I hate the word ‘snub.’ It implies a conscious, mean decision to turn away, rather than a democratic voting process whereby some people didn’t like a film enough to risk giving it an Oscar. But according to the media, at least, the Barbie movie has been ‘snubbed’ because it only had eight nominations (for best picture, best supporting actor, best supporting actress, costume, production, blah…) and neither director Greta Gerwig nor star Margot Robbie were nominated.
According to the outraged of X, this was because the movie is ‘too feminist’ and men ‘didn’t understand how important it is.’ If that’s the case, then Gloria Steinem, Germaine Greer, Betty Freidan and every woman since who ever tried to point out that equal rights would be useful has failed, and it’s been left to a movie about a doll to save what we quaintly used to call ‘women’s lib’.
The film is fun, beautiful to look at, mildly amusing occasionally, and Gosling and Robbie both work within the limited boundaries of their characters to make us believe a doll can feel emotions - the full gamut from A to B, to quote Dorothy Parker. Interestingly, a film which was nominated for an Oscar this year is also about a child-like, beautiful automaton attaining self-actualisation regardless of the men around her. But that one also involves the heroine taking to sex very enthusiastically, which might be a reason why Poor Things appealed rather more powerfully to the voting committee.
The plot of Barbie, by contrast, hinges on Barbie’s telepathic connection to a harassed Mattel employee (America Ferrara) whose bleak thoughts are leaching into Barbie’s sunshine world. Barbie heads for the Real World to find her and stop the irrepressible thoughts of death, Ken stows away in the car, and on arrival, he finds the patriarchy alive and well and running Malibu and the wider globe.

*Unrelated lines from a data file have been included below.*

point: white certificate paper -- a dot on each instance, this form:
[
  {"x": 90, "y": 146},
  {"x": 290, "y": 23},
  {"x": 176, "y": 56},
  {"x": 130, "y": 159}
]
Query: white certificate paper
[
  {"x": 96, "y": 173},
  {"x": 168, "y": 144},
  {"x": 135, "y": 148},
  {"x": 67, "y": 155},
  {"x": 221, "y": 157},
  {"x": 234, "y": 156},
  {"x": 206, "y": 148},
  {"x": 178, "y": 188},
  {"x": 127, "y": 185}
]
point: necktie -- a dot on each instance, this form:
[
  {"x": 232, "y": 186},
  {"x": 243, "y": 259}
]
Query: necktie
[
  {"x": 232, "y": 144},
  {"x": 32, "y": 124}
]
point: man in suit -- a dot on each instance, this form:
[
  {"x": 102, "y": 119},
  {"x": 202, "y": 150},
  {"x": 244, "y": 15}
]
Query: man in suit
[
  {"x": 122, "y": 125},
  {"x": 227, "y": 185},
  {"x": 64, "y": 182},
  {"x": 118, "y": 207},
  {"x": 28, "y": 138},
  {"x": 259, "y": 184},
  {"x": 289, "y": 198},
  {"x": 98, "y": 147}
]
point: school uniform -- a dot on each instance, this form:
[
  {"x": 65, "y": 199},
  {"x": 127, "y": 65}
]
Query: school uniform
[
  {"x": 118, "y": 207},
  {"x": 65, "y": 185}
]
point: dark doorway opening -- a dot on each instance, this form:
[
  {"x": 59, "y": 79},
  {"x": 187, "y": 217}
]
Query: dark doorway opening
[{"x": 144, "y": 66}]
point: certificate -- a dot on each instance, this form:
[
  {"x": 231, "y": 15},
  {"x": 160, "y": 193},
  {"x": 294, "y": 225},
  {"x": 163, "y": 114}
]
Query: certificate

Barbie hitches her pink wagon to the sad Mom and her surly daughter, they all return to Barbieland to find Ken has taken over the place with talk of horses and beer, and they visit Weird Barbie to help them retrieve their power as women. Ferrara gives an impassioned speech about why women must be all things to all people and how unfair it is, the Barbies get their land back, and Barbie herself returns to the Real World to live out her days as a Real Woman.
It’s basically a Virginia Slims ad (you’ve come a long way, baby) meets Pinnochio (I’m a real boy!) and it’s both charming and silly.
It’s not a feminist fable, however. The first thing Barbie does in her new life (and last thing she does in the film - spoiler alert) is visit her gynaecologist, which suggests that the ‘realness’ of women lies entirely in their genitalia – a contention that’s both fundamentally true and immensely reductive. She has returned to the Real World, which is still run by men, and given up her chance to rule over Barbieland. She’s also waved goodbye to all the Barbie pals whose consciousness has been raised to create a feminist utopia.
What made her do this? A talk with the ghost of Ruth, the founder of Mattel, in the same misty space inhabited by Dumbledore’s ghost in Harry Potter (Perhaps the two are incorporeally linked together in this vague, filmic limbo).
Ruth’s biggest take-home line from the movie? ‘We mothers stand still so our daughters can look back to see how far they have come.’ Admittedly, the great Rhea Perlman does her best to imbue this absolute cast-iron clunker with wisdom, but please, in what world, Barbie or real, is this a feminist statement?
All of which is to say that Barbie the movie is not a blow for feminism, any more than Fifty Shades of Grey was a blow for female sexual freedom. (Blow being the operative word, etc). A truly feminist movie would be Mission: Impossible 23 with a female star. Or Jamesina Bond. Or a film of any genre showing women who don’t look like Margot Robbie living lives which are deemed to be as important as the lives of men. The fact of the stars’ female-ness would be irrelevant, not the focus, and no lessons would be learned because no lessons would need to be learned.
In this year’s big Oscar contenders, the main female characters are, variously; a baby-brained re-animated dead woman who loves sex, a semi-mute Osage beauty several decades younger than her husband, manic sharpei Leonardo Di Caprio (his forehead wrinkles could win an Oscar on their own), the wife of a genius conductor, in a movie about the genius conductor, a woman suspected of murder, a woman married to Oppenheimer in a movie about Oppenheimer and a Nazi’s wife. It’s a shame a movie starring a woman playing a beautiful doll wasn’t included, but had it been, it still wouldn’t have been a win for feminism. Besides, Barbie is enjoyable – but it’s not a masterpiece.
‘It is literally impossible to be a woman,’ says America Ferrara’s Gloria. (Clever naming hat-tip there!)
But it isn’t. It isn’t even impossible to succeed as a woman. And a film being gifted an Oscar nod purely because it’s directed by a woman seems the worst sort of pandering to special pleading. We’re better than that. In fact, we are Kenough.